# GPU vs CPU benchmark

This section includes a benchmark for MedicalNerApproach(), comparing its performance when running in m5.8xlarge CPU vs a Tesla V100 SXM2 GPU, as described in the Machine Specs section below.

Big improvements have been carried out from version 3.3.4, so please, make sure you use at least that version to fully levearge Spark NLP capabilities on GPU.

### Machine specs

#### CPU

An AWS m5.8xlarge machine was used for the CPU benchmarking. This machine consists of 32 vCPUs and 128 GB of RAM, as you can check in the official specification webpage available here

#### GPU

A Tesla V100 SXM2 GPU with 32GB of memory was used to calculate the GPU benchmarking.

### Versions

The benchmarking was carried out with the following Spark NLP versions:

Spark version: 3.0.2

Hadoop version: 3.2.0

SparkNLP version: 3.3.4

SparkNLP for Healthcare version: 3.3.4

Spark nodes: 1

### Benchmark on MedicalNerDLApproach()

This experiment consisted of training a Name Entity Recognition model (token-level), using our class NerDLApproach(), using Bert Word Embeddings and a Char-CNN-BiLSTM Neural Network. Only 1 Spark node was used for the training.

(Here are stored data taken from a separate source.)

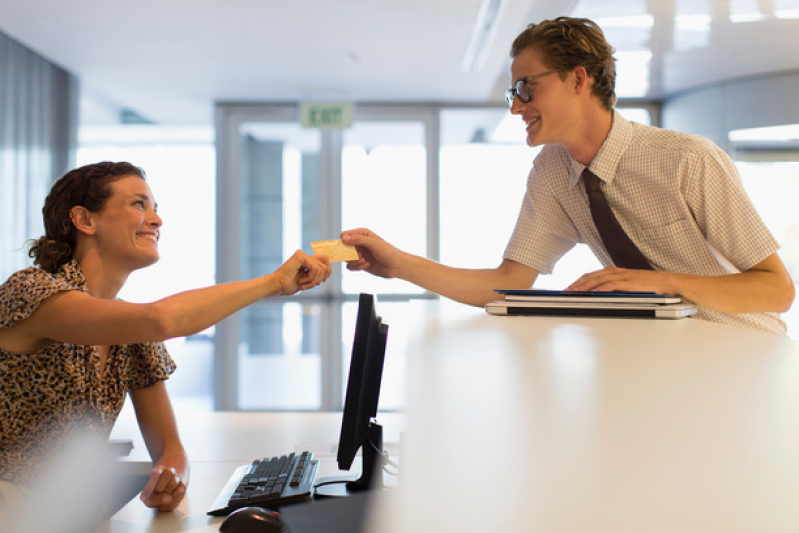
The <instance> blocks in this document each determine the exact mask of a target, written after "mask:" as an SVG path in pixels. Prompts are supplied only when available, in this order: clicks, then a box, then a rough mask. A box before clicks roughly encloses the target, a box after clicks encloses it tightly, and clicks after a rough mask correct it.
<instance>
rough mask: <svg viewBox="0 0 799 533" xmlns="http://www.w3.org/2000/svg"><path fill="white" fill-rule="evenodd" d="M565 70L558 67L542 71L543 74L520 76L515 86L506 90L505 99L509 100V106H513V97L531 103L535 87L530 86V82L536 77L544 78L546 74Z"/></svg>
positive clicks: (548, 73)
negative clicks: (509, 88) (530, 100)
mask: <svg viewBox="0 0 799 533" xmlns="http://www.w3.org/2000/svg"><path fill="white" fill-rule="evenodd" d="M561 70H563V69H562V68H556V69H553V70H548V71H546V72H542V73H541V74H536V75H535V76H527V77H526V78H519V79H518V80H516V81H515V82H514V84H513V87H511V88H510V89H508V90H507V91H505V101H506V102H508V105H509V106H513V97H514V96H515V97H516V98H518V99H519V101H520V102H522V103H525V104H526V103H529V102H530V100H532V99H533V88H532V87H530V82H531V81H533V80H534V79H536V78H543V77H544V76H549V75H550V74H554V73H556V72H560V71H561Z"/></svg>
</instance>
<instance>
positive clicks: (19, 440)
mask: <svg viewBox="0 0 799 533" xmlns="http://www.w3.org/2000/svg"><path fill="white" fill-rule="evenodd" d="M68 290H79V291H83V292H87V287H86V278H84V276H83V273H82V272H81V269H80V266H79V265H78V263H77V262H76V261H72V262H70V263H67V264H66V265H64V266H62V267H61V269H60V270H59V271H58V272H57V273H56V274H50V273H48V272H45V271H44V270H41V269H38V268H35V267H31V268H27V269H25V270H21V271H19V272H17V273H15V274H13V275H12V276H11V277H10V278H9V279H8V281H6V282H5V283H4V284H3V285H0V328H9V327H11V326H13V325H14V324H15V323H16V322H18V321H21V320H24V319H26V318H28V317H29V316H30V315H31V314H32V313H33V312H34V311H35V310H36V308H37V307H38V306H39V304H41V303H42V302H43V301H44V300H45V299H47V298H48V297H50V296H52V295H53V294H56V293H58V292H60V291H68ZM174 371H175V362H174V361H173V360H172V358H171V357H170V356H169V354H168V353H167V351H166V348H165V347H164V344H163V343H161V342H147V343H141V344H129V345H120V346H113V347H111V350H110V352H109V354H108V358H107V361H106V366H105V368H104V369H103V370H102V375H101V371H100V356H99V353H98V350H97V347H96V346H76V345H72V344H66V343H62V342H54V343H52V344H50V345H49V346H47V347H46V348H44V349H42V350H41V351H40V352H38V353H35V354H16V353H9V352H6V351H4V350H2V349H0V479H3V480H6V481H10V482H13V483H21V484H23V485H32V484H35V483H36V482H37V481H38V480H39V477H40V472H42V470H43V469H44V468H46V464H47V460H48V457H51V456H53V454H54V452H56V451H57V450H59V449H60V448H61V447H62V446H63V444H64V443H65V442H66V439H69V438H70V436H71V435H77V434H78V432H81V433H82V434H85V433H86V432H88V433H90V434H92V435H96V436H98V437H99V438H102V439H107V438H108V435H109V434H110V433H111V428H112V427H113V425H114V422H116V419H117V417H118V416H119V412H120V410H121V409H122V405H123V404H124V402H125V395H126V393H127V391H128V390H130V389H138V388H144V387H149V386H151V385H154V384H156V383H158V382H159V381H162V380H165V379H168V378H169V376H170V375H171V374H172V372H174Z"/></svg>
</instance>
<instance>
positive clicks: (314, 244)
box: [311, 239, 358, 263]
mask: <svg viewBox="0 0 799 533" xmlns="http://www.w3.org/2000/svg"><path fill="white" fill-rule="evenodd" d="M311 248H313V251H314V255H319V254H325V255H327V256H328V257H329V258H330V262H331V263H335V262H337V261H356V260H357V259H358V252H357V251H356V250H355V247H354V246H352V245H350V244H344V243H343V242H341V239H333V240H331V241H316V242H312V243H311Z"/></svg>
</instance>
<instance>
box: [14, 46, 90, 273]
mask: <svg viewBox="0 0 799 533" xmlns="http://www.w3.org/2000/svg"><path fill="white" fill-rule="evenodd" d="M77 119H78V81H77V79H76V78H75V77H74V76H73V75H71V74H70V73H68V72H67V71H66V70H64V69H62V68H60V67H59V66H57V65H54V64H53V63H51V62H50V61H48V60H46V59H45V58H43V57H41V56H39V55H38V54H36V53H35V52H33V51H31V50H30V49H28V48H26V47H25V46H23V45H21V44H20V43H18V42H16V41H14V40H13V39H11V38H10V37H8V36H7V35H5V34H3V33H2V32H0V283H2V282H3V281H5V279H6V278H7V277H8V276H9V275H10V274H11V273H13V272H14V271H15V270H18V269H20V268H24V267H26V266H28V265H30V259H29V258H28V255H27V246H26V241H27V240H29V239H35V238H38V237H40V236H41V235H42V233H43V224H42V205H43V204H44V198H45V196H47V192H48V191H49V189H50V185H51V184H52V182H53V180H54V179H55V178H57V177H58V176H60V175H61V174H63V173H64V172H65V171H66V170H68V168H69V167H70V166H71V165H72V164H74V154H75V150H76V147H77V121H78V120H77Z"/></svg>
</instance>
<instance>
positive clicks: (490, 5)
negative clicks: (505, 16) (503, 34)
mask: <svg viewBox="0 0 799 533" xmlns="http://www.w3.org/2000/svg"><path fill="white" fill-rule="evenodd" d="M503 7H505V0H483V1H482V3H481V4H480V10H479V11H478V13H477V20H476V21H475V25H474V30H473V31H472V37H471V39H469V45H468V46H467V47H466V55H465V56H464V57H463V64H461V71H463V72H466V73H469V72H480V71H481V70H482V68H483V65H485V61H486V56H487V55H488V50H489V49H490V48H491V43H492V41H493V40H494V35H495V34H496V33H497V26H498V25H499V17H500V15H501V13H502V9H503Z"/></svg>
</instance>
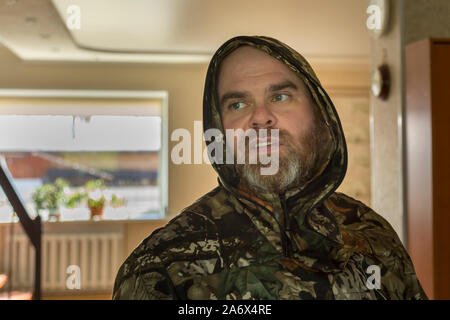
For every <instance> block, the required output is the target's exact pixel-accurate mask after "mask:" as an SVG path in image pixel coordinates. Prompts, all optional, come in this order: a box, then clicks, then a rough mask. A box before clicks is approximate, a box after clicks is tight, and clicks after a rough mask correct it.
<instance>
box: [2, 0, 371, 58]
mask: <svg viewBox="0 0 450 320" xmlns="http://www.w3.org/2000/svg"><path fill="white" fill-rule="evenodd" d="M73 4H76V5H77V6H78V7H79V9H80V22H81V23H80V29H73V30H70V29H69V28H68V27H67V25H66V21H68V19H70V18H71V17H72V18H73V14H74V13H73V12H72V13H69V12H68V11H67V9H68V8H69V7H70V6H71V5H73ZM365 10H366V1H361V0H339V1H336V0H314V1H311V0H278V1H274V0H132V1H131V0H76V1H74V0H34V1H30V0H0V43H2V44H3V45H5V46H6V47H7V48H9V49H10V50H11V51H13V52H14V53H15V54H16V55H17V56H19V57H20V58H21V59H23V60H27V61H73V62H77V61H88V62H131V63H158V62H159V63H177V62H181V63H186V62H187V63H204V62H207V61H209V59H210V57H211V55H212V53H213V52H214V51H215V50H216V49H217V47H218V46H220V45H221V44H222V43H223V42H224V41H226V40H227V39H229V38H231V37H233V36H236V35H266V36H272V37H275V38H278V39H279V40H281V41H283V42H285V43H287V44H289V45H290V46H292V47H293V48H295V49H296V50H298V51H299V52H300V53H302V54H303V55H305V56H306V57H307V58H309V59H313V60H315V61H318V62H321V63H332V64H336V63H337V64H339V63H341V64H347V65H349V66H351V65H367V64H368V56H369V35H368V32H367V29H366V27H365V22H366V12H365ZM72 21H73V20H72Z"/></svg>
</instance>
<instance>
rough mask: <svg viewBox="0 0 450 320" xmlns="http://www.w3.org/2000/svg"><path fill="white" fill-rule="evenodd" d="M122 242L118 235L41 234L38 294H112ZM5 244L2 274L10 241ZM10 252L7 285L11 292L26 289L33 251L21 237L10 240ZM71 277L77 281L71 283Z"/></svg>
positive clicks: (119, 233)
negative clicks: (10, 278)
mask: <svg viewBox="0 0 450 320" xmlns="http://www.w3.org/2000/svg"><path fill="white" fill-rule="evenodd" d="M122 239H123V235H122V233H118V232H114V233H54V234H43V237H42V269H41V270H42V273H41V284H42V292H43V293H62V292H64V293H71V292H73V293H78V292H112V288H113V284H114V280H115V276H116V273H117V271H118V269H119V267H120V264H121V263H122V260H123V245H122V244H123V242H122ZM6 240H7V241H6V243H5V245H6V248H5V253H6V254H5V258H6V259H5V260H4V262H5V263H4V266H3V267H4V268H3V269H4V270H8V269H9V267H10V265H9V257H10V254H9V248H10V239H9V238H8V237H7V239H6ZM11 248H12V264H11V268H12V279H10V281H12V283H11V285H12V287H13V289H14V290H22V289H27V288H28V289H30V288H32V286H33V281H34V257H35V252H34V248H33V246H32V245H31V243H30V241H29V240H28V238H27V237H26V236H25V235H24V234H15V235H14V236H13V244H12V246H11ZM69 266H75V267H70V268H69ZM77 270H79V273H78V272H77ZM73 277H77V278H76V279H77V281H72V280H73V279H74V278H73ZM69 278H70V279H69ZM68 280H69V281H68ZM68 282H69V285H68ZM73 283H78V284H79V287H78V286H75V287H74V286H73ZM74 291H75V292H74Z"/></svg>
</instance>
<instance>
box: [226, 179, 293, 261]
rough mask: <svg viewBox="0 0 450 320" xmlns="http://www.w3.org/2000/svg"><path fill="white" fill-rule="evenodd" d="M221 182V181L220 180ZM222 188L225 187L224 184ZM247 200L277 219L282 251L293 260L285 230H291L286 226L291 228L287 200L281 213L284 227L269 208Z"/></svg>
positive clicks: (253, 201)
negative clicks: (264, 206)
mask: <svg viewBox="0 0 450 320" xmlns="http://www.w3.org/2000/svg"><path fill="white" fill-rule="evenodd" d="M219 181H220V180H219ZM219 183H220V182H219ZM222 186H223V184H222ZM223 187H224V188H225V186H223ZM225 189H227V190H228V192H230V193H231V194H232V195H234V197H235V198H237V199H239V198H240V197H242V196H238V195H237V194H235V193H234V192H233V191H232V190H230V189H228V188H225ZM247 200H249V201H251V202H252V203H254V204H256V206H258V207H260V208H261V209H262V210H264V211H266V212H267V213H268V214H269V215H270V216H272V218H274V219H275V221H276V222H277V224H278V227H279V228H280V234H281V248H282V250H283V256H284V257H286V258H291V257H292V252H291V250H290V248H289V247H290V246H289V240H288V237H287V234H286V231H285V230H289V229H287V228H285V226H288V227H290V222H289V217H288V214H287V211H286V200H285V199H284V198H283V199H282V200H281V210H282V212H281V217H282V219H283V220H284V221H283V225H282V224H281V223H280V222H279V221H278V219H277V218H276V217H274V215H273V213H272V212H270V211H269V210H268V209H267V208H265V207H264V206H262V205H260V204H259V203H257V202H254V201H252V200H250V199H247Z"/></svg>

We used the Spark NLP class MedicalNer and it’s method Approach() as described in the documentation.

The pipeline looks as follows:

#### Dataset

The size of the dataset was small (17K), consisting of:

Training (rows): 14041

Test (rows): 3250

#### Training params

Different batch sizes were tested to demonstrate how GPU performance improves with bigger batches compared to CPU, for a constant number of epochs and learning rate.

Epochs: 10

Learning rate: 0.003

Batch sizes: 32, 64, 256, 512, 1024, 2048

#### Results

Even for this small dataset, we can observe that GPU is able to beat the CPU machine by a 62% in training time and a 68% in inference times. It’s important to mention that the batch size is very relevant when using GPU, since CPU scales much worse with bigger batch sizes than GPU.

#### Training times depending on batch (in minutes)

Batch size CPU GPU
32 9.5 10
64 8.1 6.5
256 6.9 3.5
512 6.7 3
1024 6.5 2.5
2048 6.5 2.5

#### Inference times (in minutes)

Although CPU times in inference remain more or less constant regardless the batch sizes, GPU time experiment good improvements the bigger the batch size is.

CPU times: ~29 min

Batch size GPU
32 10
64 6.5
256 3.5
512 3
1024 2.5
2048 2.5

#### Performance metrics

A macro F1-score of about 0.92 (0.90 in micro) was achieved, with the following charts extracted from the MedicalNerApproach() logs:

You will experiment big GPU improvements in the following cases:

1. Embeddings and Transformers are used in your pipeline. Take into consideration that GPU will performance very well in Embeddings / Transformer components, but other components of your pipeline may not leverage as well GPU capabilities;
2. Bigger batch sizes get the best of GPU, while CPU does not scale with bigger batch sizes;
3. Bigger dataset sizes get the best of GPU, while may be a bottleneck while running in CPU and lead to performance drops;

### MultiGPU Inference on Databricks

In this part, we will give you an idea on how to choose appropriate hardware specifications for Databricks. Here is a few different hardwares, their prices, as well as their performance:

Apparently, GPU hardware is the cheapest among them although it performs the best. Let’s see how overall performance looks like:

Figure above clearly shows us that GPU should be the first option of ours.

In conclusion, please find the best specifications for your use case since these benchmarks might depend on dataset size, inference batch size, quickness, pricing and so on.

### MultiGPU training

Currently, we don’t support multiGPU training, meaning training 1 model in different GPUs in parallel. However, you can train different models in different GPUs.

### MultiGPU inference

Spark NLP can carry out MultiGPU inference if GPUs are in different cluster nodes. For example, if you have a cluster with different GPUs, you can repartition your data to match the number of GPU nodes and then coalesce to retrieve the results back to the master node.

Currently, inference on multiple GPUs on the same machine is not supported.